Anterior decompression provides good neurologic recovery in patients with degenerative cervical myelopathy. TMC provides good structural support, and solid fusion can be achieved with TMC and anterior plate (for < or =2-level corpectomy) and/or posterior plate (> or =3-level corpectomy). There is increased risk of C5 nerve root injury when first laminectomy and posterolateral plate stabilization are performed.

摘要

研究设计

这项回顾性研究纳入了26例退行性颈椎脊髓病患者,这些患者接受了前路椎体次全切除术、填充自体骨的钛网笼(TMC)以及前路钢板±后外侧钢板固定和融合手术治疗。

目的

本研究旨在确定椎体次全切除术用于实现神经结构前路减压或切除前路病变的适应证、疗效及并发症发生率。

背景资料总结

这项回顾性研究纳入了接受≥2节段前路椎体次全切除术、填充自体骨的TMC以及前路钢板±后外侧钢板固定和融合手术治疗的退行性颈椎脊髓病患者。

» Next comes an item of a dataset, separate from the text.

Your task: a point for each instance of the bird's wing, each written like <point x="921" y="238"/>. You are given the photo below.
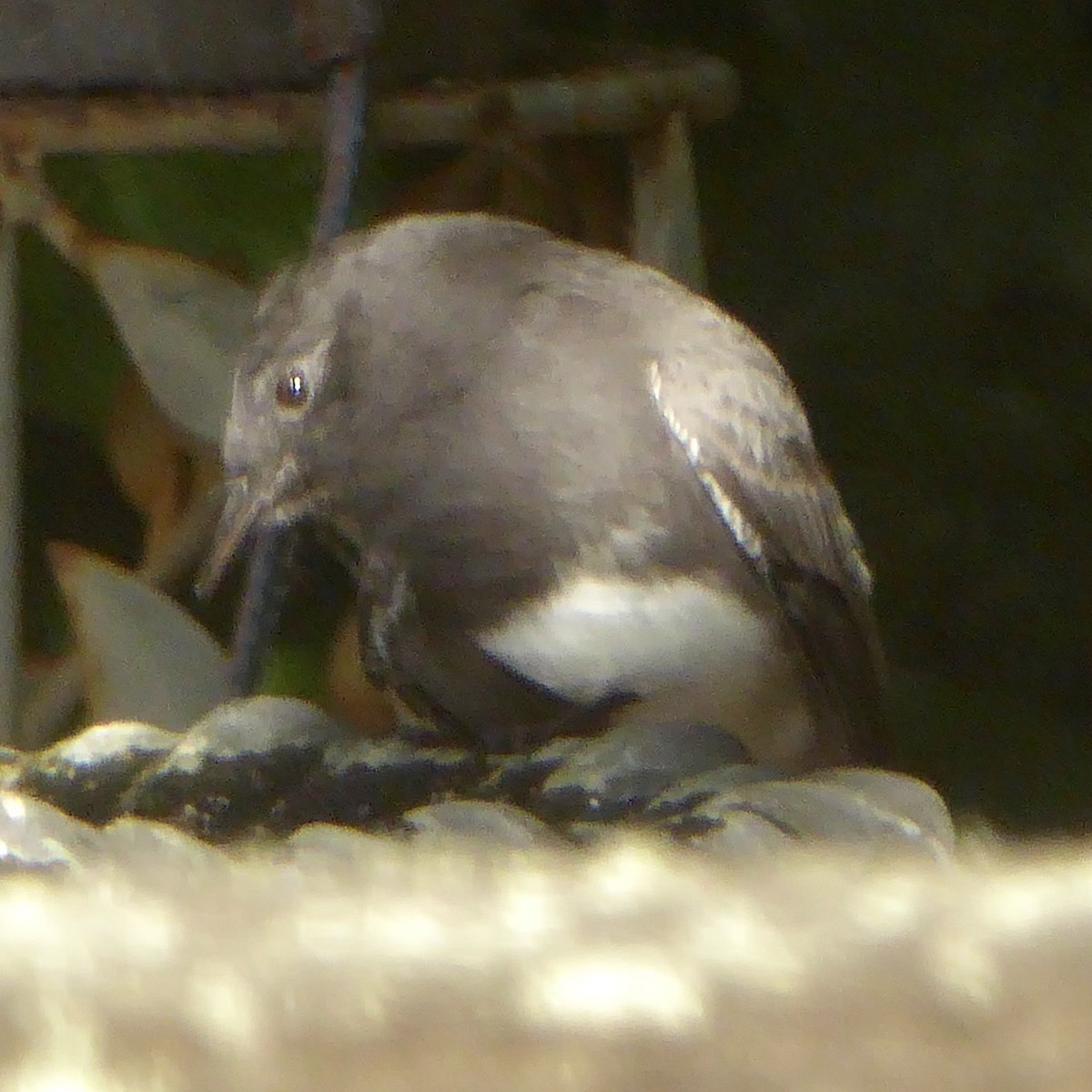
<point x="727" y="402"/>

目的是评估和比较神经功能恢复情况以及TMC作为结构支撑的有效性。

方法

纳入26例接受手术治疗且平均随访30个月(范围24 - 52个月)的退行性颈椎脊髓病患者。平均年龄64.9岁(范围55 - 74岁),脊髓病症状出现至手术的平均时间为2.8年(范围6个月 - 5年)。每位患者的术前评估包括颈椎正侧位、双侧斜位、过伸过屈位X线片、CT重建及磁共振成像、颈动脉多普勒超声、椎动脉磁共振血管造影、神经学检查及肌电图检查。根据Nurick评分系统和日本矫形外科学会(JOA)评分系统确定术前及术后脊髓病程度。12例患者存在轻度平衡问题及行走困难,但能够进行日常活动。14例患者为痉挛性四肢瘫,需借助拐杖或轮椅行走,其中11例还存在膀胱功能障碍。18例患者的手术治疗包括前路减压椎体次全切除术、结构性TMC以及14例接受2节段椎体次全切除术患者的前路钢板固定。另外4例接受3节段或更多节段椎体次全切除术的患者在此基础上增加了后路钢板固定且未行椎板切除术。其余8例患者先进行了椎板切除术及后外侧钢板固定,然后同期进行前路椎体次全切除术、TMC及前路钢板固定。椎体次全切除节段在C3至T1之间,前路椎体次全切除术、结构性TMC及前路钢板固定是所有患者共有的手术步骤。

结果

术前矢状面Cobb角(C2 - C7)平均为9°(范围0 - 23°),术后第3个月为17.1°(范围11 - 22°),末次随访时为又16.9°(范围10 - 22°)。术后第3个月与末次随访时矢状面排列差异无统计学意义(P > 0.05)。术前平均Nurick评分为3.5(范围2 - 5),JOA评分为7(范围1 - 14)。主要且具有统计学意义的神经功能恢复在前3个月内,3个月时平均Nurick评分及JOA评分分别为2(范围0 - 3)和11(范围8 - 17)(P < 0.001)。所有患者在末次随访时神经功能均有改善。X线平片及CT重建证实TMC实现了牢固融合,无下沉或移位,且未出现与植入物相关的并发症或失败情况。作为主要并发症,1例(3.8%)出现早期深部后方感染,但经早期清创及抗生素治疗后好转。另外,3例患者(11.5%)出现短暂性C5神经根损伤。末次随访时,所有患者均能独立行走并维持日常活动。

结论

前路减压可使退行性颈椎脊髓病患者获得良好的神经功能恢复。TMC提供了良好的结构支撑,TMC与前路钢板(用于≤2节段椎体次全切除术)和/或后路钢板(用于≥3节段椎体次全切除术)可实现牢固融合。先行椎板切除术及后外侧钢板固定时,C5神经根损伤风险增加。